Whether it informs the market about election race calls, triggers on-chain trading when the company’s quarterly financials are released or even improves the display NFTs based on real events, there is significant scope in this one partnership. Applied to the entire business world in many industries, there could be a big shift in how data is used.
Properly collected and analyzed data has the potential to weed out dodgy companies and individuals and prevent them from pursuing their ill-gotten gains. In theory, blockchain data is publicly available. It follows that anyone can do their own work. Practically, this is not possible because the average vigilante or small analytics company does not have the technology to rapidly generate data sets in a scalable manner.
Knowing exactly what is needed in data terms is a significant hurdle. So bespoke platforms must work with industry players—and more specifically, developers—to draw on meaningful data at a scale never before seen in the blockchain industry. In the early stages, aggregation and analytics will face a steep learning curve.
Apply Data Holistically
For business applications, private blockchains dominate. Customized and structured data can be processed into personal data sets. This would be useful for commercial purposes. When companies have paid good money to draw data based on specific requests, they certainly want to protect it, especially if one considers how the data will continue to evolve due to its blockchain nature and thus remain relevant. Access may be sold to other companies under license agreements.
When it comes to entities that want to siphon data for the public good, there is scope to build data sets that allow for crowdsourced analysis. The crypto industry desperately needs this. There is not enough money to expose the laundering trade and other evil activities: now we rely on the actions of a dedicated minority. Proper universal access to clean data can stimulate the emergence of public bodies that help cryptocurrency become a self-regulated field.
We have barely scratched the surface. Insurers are consumers of big data because it informs their business models because brokers need to know how to charge competitive but profitable premiums. And Chainlink is leading the way here again: last year, it struck a deal with insurance startup Arbol, which provides crop insurance to farmers and companies to provide decentralized weather data. In this case, smart contracts can trigger payments depending on weather condition data.

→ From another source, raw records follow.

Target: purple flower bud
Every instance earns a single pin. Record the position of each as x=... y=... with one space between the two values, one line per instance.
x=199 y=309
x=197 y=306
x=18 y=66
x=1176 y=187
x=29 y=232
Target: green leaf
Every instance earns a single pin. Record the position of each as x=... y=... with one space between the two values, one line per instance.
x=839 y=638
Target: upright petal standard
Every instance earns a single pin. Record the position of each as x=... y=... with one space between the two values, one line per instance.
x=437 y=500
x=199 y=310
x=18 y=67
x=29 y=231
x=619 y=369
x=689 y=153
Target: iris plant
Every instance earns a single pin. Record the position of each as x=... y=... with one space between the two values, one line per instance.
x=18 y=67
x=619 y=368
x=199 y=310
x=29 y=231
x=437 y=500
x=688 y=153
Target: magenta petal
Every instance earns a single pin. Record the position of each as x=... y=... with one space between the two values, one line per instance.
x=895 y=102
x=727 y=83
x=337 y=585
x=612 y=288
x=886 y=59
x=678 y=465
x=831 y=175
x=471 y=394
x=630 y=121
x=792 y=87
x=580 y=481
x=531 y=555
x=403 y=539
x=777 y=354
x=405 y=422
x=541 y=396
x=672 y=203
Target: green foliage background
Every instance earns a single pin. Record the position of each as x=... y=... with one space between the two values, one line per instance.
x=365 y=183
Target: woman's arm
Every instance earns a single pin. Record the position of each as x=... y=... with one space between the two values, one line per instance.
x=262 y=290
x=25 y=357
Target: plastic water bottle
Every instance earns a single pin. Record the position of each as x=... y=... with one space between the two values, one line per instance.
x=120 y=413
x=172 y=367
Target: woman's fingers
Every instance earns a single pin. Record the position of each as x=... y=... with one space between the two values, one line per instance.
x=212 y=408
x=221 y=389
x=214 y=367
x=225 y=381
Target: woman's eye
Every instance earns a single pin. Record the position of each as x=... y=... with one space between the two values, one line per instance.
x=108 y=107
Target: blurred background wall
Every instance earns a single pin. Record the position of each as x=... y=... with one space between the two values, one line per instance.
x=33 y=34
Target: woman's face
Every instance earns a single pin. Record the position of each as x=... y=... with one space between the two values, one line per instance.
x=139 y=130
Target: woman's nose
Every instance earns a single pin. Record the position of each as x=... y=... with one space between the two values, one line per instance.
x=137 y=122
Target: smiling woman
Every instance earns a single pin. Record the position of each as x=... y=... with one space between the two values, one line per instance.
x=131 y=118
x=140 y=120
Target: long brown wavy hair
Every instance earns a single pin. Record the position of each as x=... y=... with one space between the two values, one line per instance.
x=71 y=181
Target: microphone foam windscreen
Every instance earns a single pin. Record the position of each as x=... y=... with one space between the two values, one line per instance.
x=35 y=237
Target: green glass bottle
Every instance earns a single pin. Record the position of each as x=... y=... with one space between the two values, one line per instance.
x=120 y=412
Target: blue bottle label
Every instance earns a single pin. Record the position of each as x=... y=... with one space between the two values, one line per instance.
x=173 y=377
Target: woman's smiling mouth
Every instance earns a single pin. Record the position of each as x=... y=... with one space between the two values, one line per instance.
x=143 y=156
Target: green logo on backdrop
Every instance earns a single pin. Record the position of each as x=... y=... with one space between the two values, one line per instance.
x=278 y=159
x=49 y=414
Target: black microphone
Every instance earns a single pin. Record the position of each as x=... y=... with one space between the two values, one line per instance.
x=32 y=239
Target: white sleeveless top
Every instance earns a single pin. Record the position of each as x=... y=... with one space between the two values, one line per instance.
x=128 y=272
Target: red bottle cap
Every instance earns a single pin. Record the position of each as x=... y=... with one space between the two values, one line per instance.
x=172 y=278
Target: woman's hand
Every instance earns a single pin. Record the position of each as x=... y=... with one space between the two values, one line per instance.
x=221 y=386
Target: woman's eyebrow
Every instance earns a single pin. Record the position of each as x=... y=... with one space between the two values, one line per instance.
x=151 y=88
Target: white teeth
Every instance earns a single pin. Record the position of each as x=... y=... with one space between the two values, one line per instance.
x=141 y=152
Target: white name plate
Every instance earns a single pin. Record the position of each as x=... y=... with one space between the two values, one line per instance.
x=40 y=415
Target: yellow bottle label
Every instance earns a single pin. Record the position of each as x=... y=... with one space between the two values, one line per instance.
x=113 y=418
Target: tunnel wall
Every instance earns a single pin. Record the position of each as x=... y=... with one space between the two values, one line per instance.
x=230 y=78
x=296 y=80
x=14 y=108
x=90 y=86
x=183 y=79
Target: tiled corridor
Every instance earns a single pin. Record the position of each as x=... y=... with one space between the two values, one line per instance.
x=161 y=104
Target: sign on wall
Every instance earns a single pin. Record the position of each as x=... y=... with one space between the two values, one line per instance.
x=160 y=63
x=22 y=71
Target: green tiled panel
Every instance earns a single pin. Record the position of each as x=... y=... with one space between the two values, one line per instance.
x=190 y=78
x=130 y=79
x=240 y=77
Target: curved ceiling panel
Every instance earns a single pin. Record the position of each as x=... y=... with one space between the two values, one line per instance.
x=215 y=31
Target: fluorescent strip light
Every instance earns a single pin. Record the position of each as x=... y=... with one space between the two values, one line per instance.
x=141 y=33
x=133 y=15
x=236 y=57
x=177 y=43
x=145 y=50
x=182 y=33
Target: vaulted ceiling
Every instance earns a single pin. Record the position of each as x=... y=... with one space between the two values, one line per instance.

Traditional businesses face many problems when selling data to third parties but in crypto, this is not a problem, because everything is transparent. However, most projects in the web3 space are not fully decentralized, leading to decisions on whether to take certain data off-chain.
The beauty of an all-encompassing data aggregation protocol is that it aligns on-chain data with off-chain data: companies will be able to manage data links to make them work. Only looking at half the data is good with most projects because all you need is the movement of data in the chain to make whatever decisions you need.
The core technology for successful data aggregating and cleaning process must be cross-chain compatible because when The Ethereum Virtual Machine (EVM) network. dominating the space, you have chains such as Solana creating cutting-edge solutions as well.
The text itself in the block data must be structured in a way that is specific to a chain such as Solana, because all the technologies that support it are different. Furthermore, the high transaction rate per second offered on Solana means that from block genesis to real-time, the database is much larger than any other chain. There are hundreds of thousands of transactions per second in Solana.
When a database is full of data, it may not be very useful to others. For data cleaning service providers, it becomes very difficult to compile the data to filter the noise from the clean segment when considering the large volume of transactions, many of which are meaningless and useless for analytics.
For centralized chains, data collection and subsequent analysis can help build trust in an environment where the entities themselves control validators while they exercise political control over key players in the entire ecosystem. Once trust is lost, you can’t get it back, so being able to cut through the noise and see what happens with on-chain transactions can be invaluable. This is one of the reasons blockchain data is so important and could lead to drastic changes in the way we interact with cryptocurrencies.